The two initiatives will be highlighted on day one of the Call to Action conference, which will bring together health officials from national governments and agencies and representatives from the private and philanthropic sectors to address the most critical gaps in tackling the development and spread of drug-resistant infections. The conference is being co-hosted by Wellcome Trust, the United Nations Foundation, and the governments of Ghana and Thailand.
Nov 7 Wellcome Trust news release
Nationwide survey in Japan finds deep misconceptions about antibiotics
A nationwide survey in Japan has found that misconceptions about antimicrobials and antimicrobial resistance (AMR) abound, and many have taken antimicrobials inappropriately, with almost half having obtained antibiotics for the common cold, according to a study in PLOS One.
Researchers conducted the online survey in March 2017 and collected data from 3,390 participants. Questions focused on antibiotic use, knowledge about the drugs and AMR, sources of antibiotic information, and behavior and perception of antibiotics during visits with healthcare providers.
Almost half (46.2%) of the respondents had taken antibiotics, 45.5% of them for the common cold, which doesn't require antibiotics. The study also found that 11.7% of participants stored antibiotics at home and 23.6% said they had stopped or adjusted antibiotic doses by themselves; 1.9% of respondents had taken leftover antibiotics.
Regarding antibiotic and AMR knowledge, only 21.9% knew that antibiotics could not kill viruses, which compares with 43% in Europe, the authors said. In addition, only 24.6% of Japanese knew antibiotics were not effective against colds and influenza. Although 67.5% of participants knew that antibiotics would not work in the future unless used properly, only about 20% of them knew what kind of diseases or pathogens they target.

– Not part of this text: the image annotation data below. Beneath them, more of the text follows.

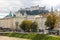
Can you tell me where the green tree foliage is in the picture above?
[31,22,38,32]
[20,20,37,32]
[45,14,58,29]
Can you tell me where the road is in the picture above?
[0,36,28,40]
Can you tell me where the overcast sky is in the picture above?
[0,0,60,17]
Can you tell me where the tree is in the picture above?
[20,20,32,32]
[45,14,58,29]
[31,22,38,32]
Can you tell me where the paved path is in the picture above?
[0,36,28,40]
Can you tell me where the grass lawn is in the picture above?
[1,33,60,40]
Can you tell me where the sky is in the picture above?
[0,0,60,18]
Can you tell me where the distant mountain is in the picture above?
[20,10,49,15]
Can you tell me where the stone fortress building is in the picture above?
[0,6,48,30]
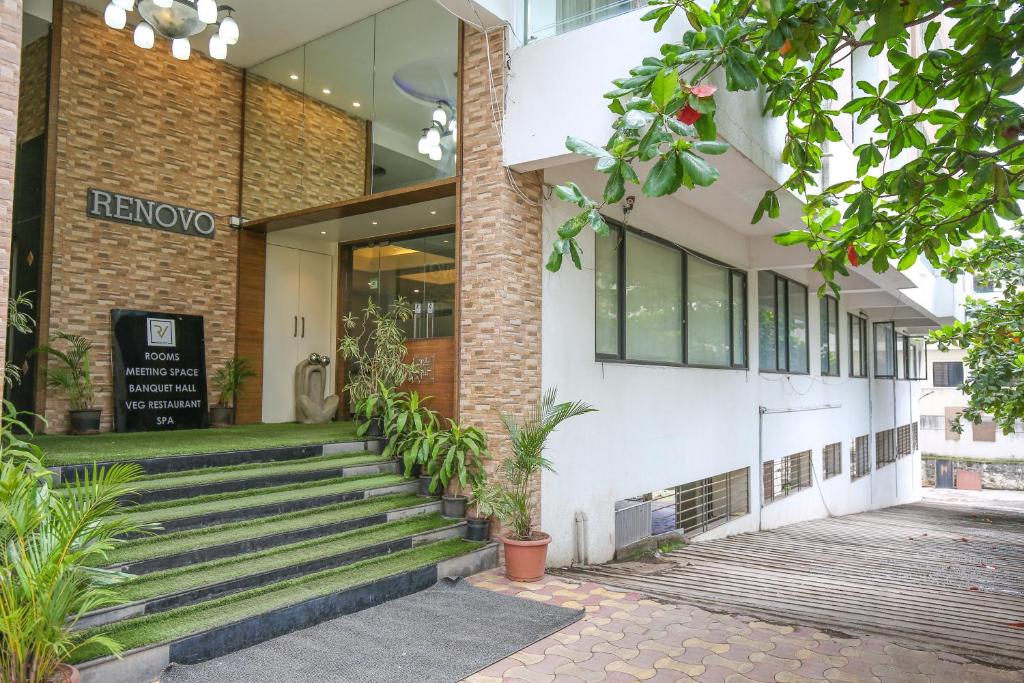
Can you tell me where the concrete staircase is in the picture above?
[66,442,498,683]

Only 7.1% answered all four questions about antibiotics correctly.
During medical visits, 10.2% asked for antibiotic prescriptions from their physicians, and 30.2% believed that physicians who prescribed the drugs for the common cold were good.
The authors conclude, "Although information about antibiotics and AMR has not been adequately shared to the Japanese public, the majority of them who did have the correct information reported their wish for changes to improve the behaviour of people with regards to use of antibiotics."